It has become increasingly difficult to protect client workstations from
becoming compromised by malicious software. Even if workstations are
patched and running up-to-date anti-virus software, some risks remain
because of the:
- Increasing prevalence of 0-day threats (attacks that exploit
vulnerabilities for which there is no patch);
- Incomplete effectiveness of anti-virus software in detecting polymorphic
- Prevalence of malicious third-party ads hosted on otherwise legitimate
You are invited to participate in this pilot service intended to
protect client workstations at Penn from becoming infected by computers
known to host malware. On a daily basis, this service updates a list of
about 50,000 hosts that are known to be hosting malicious software.
How it Works
If a workstation is configured to use this as the DNS service, any attempt to
reach a suspected malicious host gets redirected to
the SafeDNS server itself. Web requests from the workstation will go here:
http://safedns.security.isc.upenn.edu/ instead of to a malicious host.
How do I join?
- If you're a Local Support Provider, feel free to try out the service
yourself by setting your DNS server addresses as follows:
- Review the Terms of Service, below.
- When you're ready to set up clients to use the service,
contact ProDesk (firstname.lastname@example.org), letting them know:
- How many clients you'd like to add, so we can confirm that the service is
ready to support that number; and
- Whether you'd like to be added to a distribution list for outage
notifications and notices about service changes or enhancements.
- Once we confirm that the service is ready for you to join, notify
your users according to the Terms of Service below.
- Reconfigure clients to use the DNS server addresses above, optionally
adding a Penn authoritatvie DNS server (126.96.36.199) as a Tertiary for
- Give us feedback about the rate of compromises before and after joining
the pilot (as described in the Terms of Service, below). Contact
ProDesk if you see any false positives.
Terms of Service
- While we have made reasonable efforts to provide a robust and reliable
pilot service, it is provided on a best-effort basis, with no guarantees
about uptime, protection from false positives, or true negatives.
- The pilot service should not be used by servers, only client computers. For example, a system running a mail or web server should not use the pilot service.
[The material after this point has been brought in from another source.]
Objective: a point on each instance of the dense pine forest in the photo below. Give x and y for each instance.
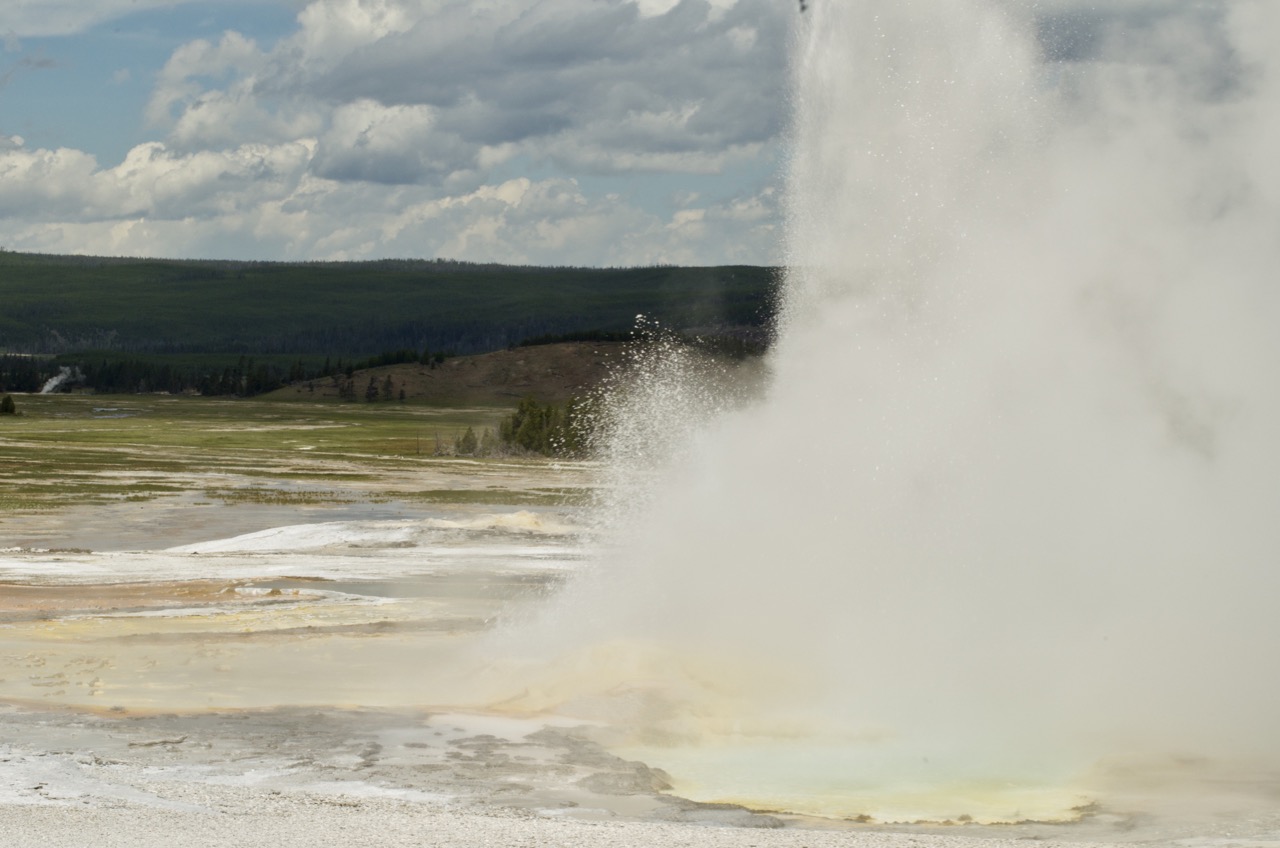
(243, 328)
- Unlike Penn's production DNS servers, the SafeDNS pilot servers do NOT
receive updates from Assignments immediately. Thus, if you need to change a
server in Assignments, make sure you lower the TTL in advance of the
change to make sure any old entry is expired more quickly from the SafeDNS
- Participation in the pilot is free. In the event it becomes a production
service, it may be necessary to pay to use the service.
- As a condition of participation in the pilot, you agree to provide us with (1) reports of any subscribing clients that become compromised; and (2) a comparison to the rate of compromise prior to subscribing to the service, e.g. x number of computers compromised per week or month.
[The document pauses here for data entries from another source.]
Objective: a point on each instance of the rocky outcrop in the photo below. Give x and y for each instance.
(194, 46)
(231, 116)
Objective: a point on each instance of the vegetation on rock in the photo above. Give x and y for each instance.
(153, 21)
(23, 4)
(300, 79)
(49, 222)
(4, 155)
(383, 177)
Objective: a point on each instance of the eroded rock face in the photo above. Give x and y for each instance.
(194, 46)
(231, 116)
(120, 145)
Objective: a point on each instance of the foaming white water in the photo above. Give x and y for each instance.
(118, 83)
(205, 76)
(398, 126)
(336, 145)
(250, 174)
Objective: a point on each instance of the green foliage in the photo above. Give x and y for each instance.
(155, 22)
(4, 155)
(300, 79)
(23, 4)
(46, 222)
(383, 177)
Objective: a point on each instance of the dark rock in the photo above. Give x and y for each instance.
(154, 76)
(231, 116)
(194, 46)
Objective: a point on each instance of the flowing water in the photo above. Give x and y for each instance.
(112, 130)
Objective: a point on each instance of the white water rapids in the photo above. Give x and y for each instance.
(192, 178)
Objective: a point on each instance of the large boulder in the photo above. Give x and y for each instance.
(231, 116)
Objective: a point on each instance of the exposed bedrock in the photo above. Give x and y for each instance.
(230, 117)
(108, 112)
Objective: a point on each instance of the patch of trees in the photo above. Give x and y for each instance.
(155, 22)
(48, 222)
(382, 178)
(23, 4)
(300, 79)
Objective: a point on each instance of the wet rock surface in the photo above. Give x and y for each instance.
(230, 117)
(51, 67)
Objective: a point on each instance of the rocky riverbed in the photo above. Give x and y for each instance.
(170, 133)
- Depending on the feedback received during and after the pilot, it may be either discontinued or turned into a production service.
- We recommend that you take reasonable steps to notify users prior to
deploying the service in your area. This should help minimize any unwarranted
privacy or security concerns that might otherwise arise when a user encounters
the redirect page. Notification might include incorporating the Privacy
Statement below into a notice on the web page where DHCP users register, having
LSPs "spread the word" among their users, or taking other steps that
are feasible for the deployment in your area.
What We Log
Only the information necessary to run or support the
service is logged. For example, even though all DNS requests go to the
server, the requests themselves (e.g. for www.google.com) are not logged.
The SafeDNS service reduces the likelihood that a computer will be
compromised through web browsing. The service does this by tracking web
sites known to be the source of malicious content. If the computer
attempts to reach such a site in the course of web browsing or other
activity, the service will redirect the computer to a safe location. In
the course of providing this service, certain information is tracked for
the purpose of measuring effectiveness. The information tracked includes
the IP address of the subscribed computer and the time of the activity.
The initial site (from which the computer was directed to the malicious
site) is also recorded, but without information that would link the
subscribed computer to the initial site.